We regularly talk to software developers behind the scenes to see how they are getting on. One of these recent conversations was with a smaller developer, Andrew Simper, at Cytomic, to see how he was doing porting over to AAX 64-bit. With his permission, we share some behind the scenes insights of how a software developer ports plug-ins to be compatible with Pro Tools 11. Andrew says:
I do have an internal build working both 32-bit and 64-bit AAX Native but Avid now require all binaries to be signed by PACE tools, which breaks my copy protection and distribution system. When it comes to AAX development, not many other developers do digital watermarking of each and every build with the end users serial number. I’ve just started re-coding my copy protection system from scratch then I can release the AAX Native build. So for me it’s actually nothing to do with the AAX plug-in format (which all up is much better than the old RTAS system) nor 64-bit plug-ins, I have both of those working already. I support Avid’s decision to insist upon signed binaries, and I also need to support Apple’s Gate Keeper signing in the future, so it clearly puts the onus on me to re-code my entire copy protection and distribution system from scratch to support signed binaries. The work on this has just begun, so an AAX plug-in I can release to the public is on the way…

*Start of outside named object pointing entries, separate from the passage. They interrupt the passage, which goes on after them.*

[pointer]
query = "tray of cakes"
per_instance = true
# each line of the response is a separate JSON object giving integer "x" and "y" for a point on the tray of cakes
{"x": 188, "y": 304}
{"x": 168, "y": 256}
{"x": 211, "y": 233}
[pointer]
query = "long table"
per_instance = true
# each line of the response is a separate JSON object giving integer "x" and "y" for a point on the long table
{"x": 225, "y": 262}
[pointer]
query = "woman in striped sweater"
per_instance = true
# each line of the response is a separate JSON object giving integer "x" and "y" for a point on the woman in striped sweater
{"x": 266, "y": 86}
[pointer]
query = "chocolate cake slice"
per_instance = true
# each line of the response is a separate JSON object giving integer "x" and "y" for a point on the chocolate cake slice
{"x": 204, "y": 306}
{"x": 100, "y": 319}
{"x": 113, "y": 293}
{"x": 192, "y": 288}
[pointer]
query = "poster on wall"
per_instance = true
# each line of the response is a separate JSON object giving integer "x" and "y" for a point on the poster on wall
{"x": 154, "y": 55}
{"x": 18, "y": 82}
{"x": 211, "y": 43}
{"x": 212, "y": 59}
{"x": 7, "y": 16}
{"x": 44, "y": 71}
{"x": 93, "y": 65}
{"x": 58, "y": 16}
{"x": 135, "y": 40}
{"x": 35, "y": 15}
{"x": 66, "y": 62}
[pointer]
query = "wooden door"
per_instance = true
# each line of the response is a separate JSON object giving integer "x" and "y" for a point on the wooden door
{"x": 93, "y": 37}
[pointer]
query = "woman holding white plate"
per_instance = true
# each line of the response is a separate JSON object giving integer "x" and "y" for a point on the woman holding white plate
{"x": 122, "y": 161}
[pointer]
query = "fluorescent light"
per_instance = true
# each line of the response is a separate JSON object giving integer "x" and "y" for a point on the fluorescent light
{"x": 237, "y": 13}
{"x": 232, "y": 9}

I find this to be a real insight into some of the hoops that developers need to jump through to get plug-ins ready for us in Pro Tools 11 and it shows why it can take time (when we are so impatient). Most plug-in developers have small teams of coders, or perhaps just one coder, but these coders are extremely specialised in what they do and are in very short supply at the moment, since every company wants AAX 64-bit plug-ins now. I hope this peek behind the curtain sheds some light on why it is taking developers a little while to get their plug-ins Pro Tools 11 compatible.

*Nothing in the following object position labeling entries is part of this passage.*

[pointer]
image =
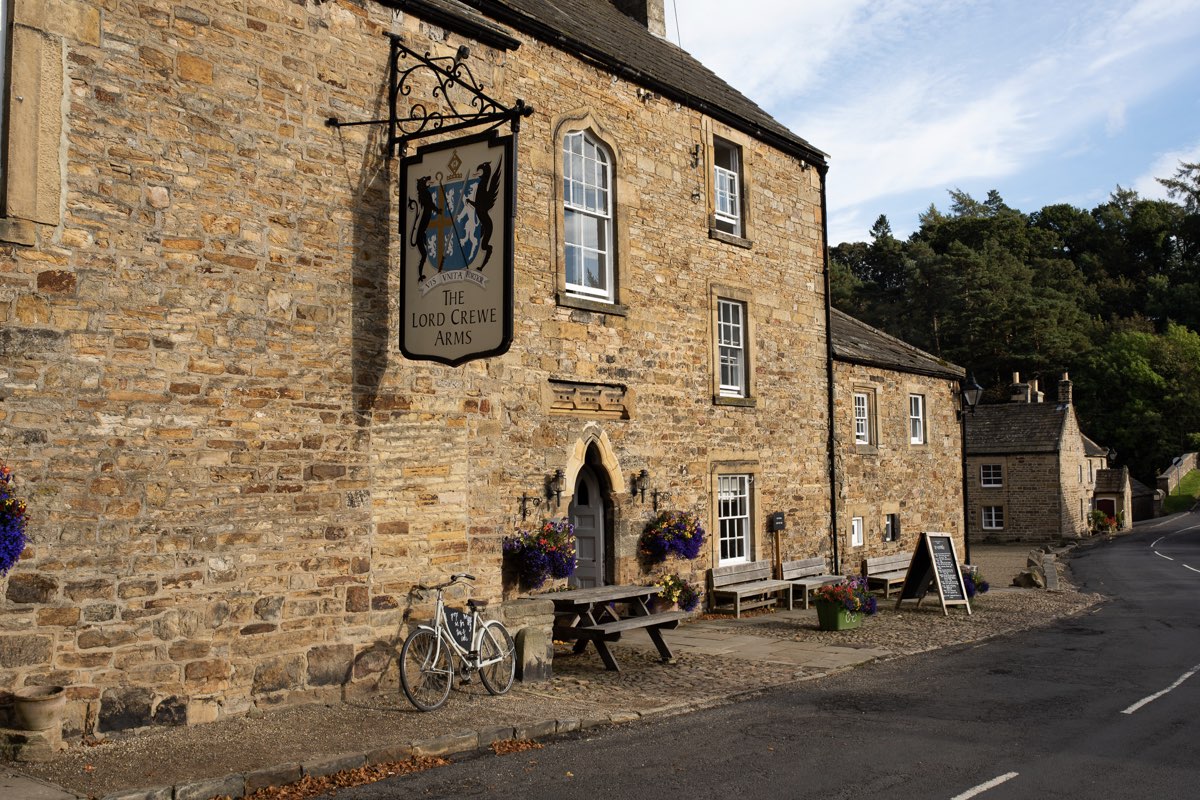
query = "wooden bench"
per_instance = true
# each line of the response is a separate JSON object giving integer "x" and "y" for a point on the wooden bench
{"x": 749, "y": 585}
{"x": 807, "y": 575}
{"x": 886, "y": 571}
{"x": 585, "y": 615}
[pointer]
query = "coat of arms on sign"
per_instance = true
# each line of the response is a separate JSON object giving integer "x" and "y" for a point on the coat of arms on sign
{"x": 453, "y": 223}
{"x": 456, "y": 250}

If you aren’t sure if your favorite plug-in is AAX 64-bit ready, you can check our dedicated AAX database to see.
You can check out Andrew’s site, he currently has two products:
The Glue is an analog-modeled compressor plug-in based on the classic 80’s British big console buss compressor, with some additional features. It uses the same high-quality algorithms used in circuit simulation packages but optimised for real-time use.
The Drop is an analog-modeled resonant filter plug-in currently in an open beta testing stage. It uses the same high-quality algorithms used in circuit simulation packages but optimised for real time use. There is a huge level of detail in the models, which gives them amazing drive and tone, but also takes a large chunk of your CPU.